Gus say that he invites questions by email too - some students are too shy to ask in front of the rest of the group, and he then posts the questions and answers up on his web site in a FAQ section. Often all he has to do to answer a question is to point the student to one of the existing FAQs. He has now also set up a wiki for each module where question and answers can be posted. What is good about it is that students themselves can suggest answers to questions posed by other students.in this shared space.
Another thing that he does, although this is not directly related to the point about student questions, is to ask each student every week to send a “One Minute Email” to him, identifying a) the most important thing that they have learned during the week (either from the lecture, from the seminar or from general reading) and b) one point that they are still not clear about. He doesn’t get a full response of course, usually only about 50% at the start of the module falling off over the weeks to probably only about 10% at the end. But it means that he can monitor closely students’ understanding of the material and, if necessary, add some further clarification of points that a number of students might be having problems with at the beginning of the next lecture. What is striking, he says, is that he sometimes finds students who believe that they have understood something but show in their email that they haven’t.

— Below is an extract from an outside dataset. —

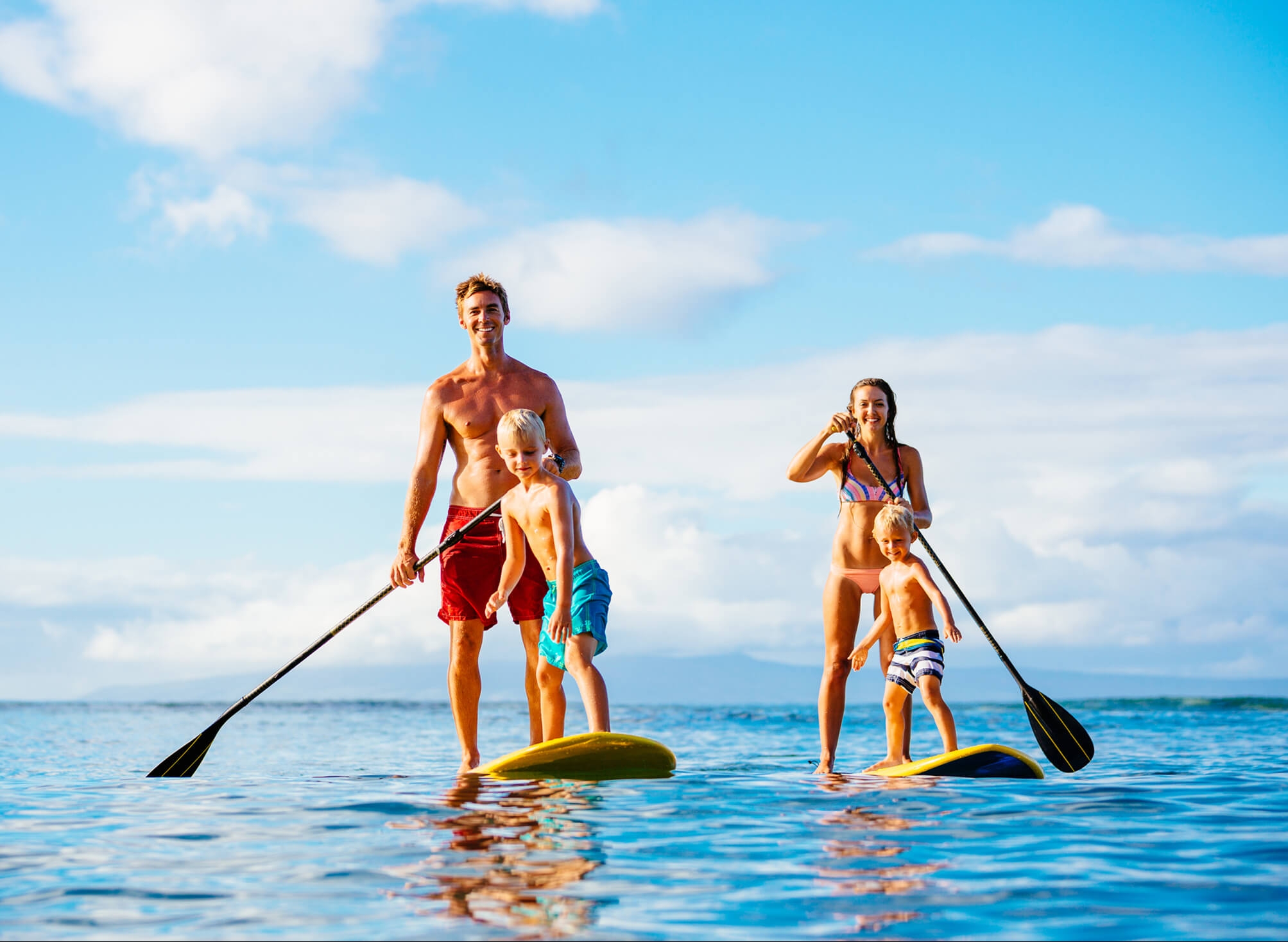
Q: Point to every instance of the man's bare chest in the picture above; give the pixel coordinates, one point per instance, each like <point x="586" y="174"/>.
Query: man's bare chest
<point x="477" y="415"/>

Another thing that he does in some seminars is to ask students to come to the session with one question of their own on the topic being covered (they should know the answer to the question themselves). He then gets each student to address their question to another student in the group (chosen at random by Gus). If the student can answer the question he gets a point. If not, the questioner gets a point. When a question can’t be answered by the student to whom it was addressed other students can jump in with an answer, getting a point if they give the correct answer and losing a point if the answer is wrong or inadequate. Anyone who comes to the class without a question loses a point straightaway. At the end of the seminar the student with the most points wins a prize, usually a free cup of coffee or a small bag of Maltesers (he says he owes the Maltesers idea to Bethany from the Systems Management department). The idea behind this is to get students to think for themselves what questions they should be able to answer on a particular topic. A little friendly competition between students can be healthy too, he says. He says it has worked best with final year and postgraduate students.
Gus said that, even after all his years of teaching, he is still occasionally surprised by a student asking him a question that he hadn’t thought of before, so he is still learning. For example he says that a student in his microeconomics class asked him about the difficulty in choosing the best mobile phone or satellite TV package. Why is it so difficult to compare prices? Standard consumer theory says that consumers will choose pattern of product quantities that will equate marginal utilities with prices, subject to the budget constraint. But firms seem to go out of their way to make it difficult for you to know what the price of a particular item is. This led to an interesting discussion about bundling, price obfuscation and switching costs.
A student once asked “Why do restaurants not charge more for their meals at busy times like Saturday nights?” Gus said that it was a good question, but if you looked carefully you might discover that they do find ways of extracting more revenue on Saturday nights and on special occasions like Mothers’ Day. You often find that they offer specials which are limited to these particular times and that the prices of the specials may be a bit higher than the standard menu items. The restaurant owners want to differentiate their prices but do not want to make it too obvious.
Gus said that he was also asked recently what he thought about the idea of a minimum price per unit of alcohol as part of a policy to reduce alcohol consumption. Don’t addicts, said the student, have lower price elasticities of demand, so reductions in consumption would come mainly from rational non-addict consumers?
Gus said he was really pleased with these questions as they showed that the students were trying to relate theory to important policy questions.
Gus’s final point was that students should be reassured that there were no simple or stupid questions. Some questions were annoying though, like “Would you repeat what you just said please?” to which the answer would be “No, I am not dictating notes to you. Listen carefully and make a note of the point in your own words”. The other thing that annoys him is the question “Do I really have to know this for the exam?” He said he always replies “You decide!”.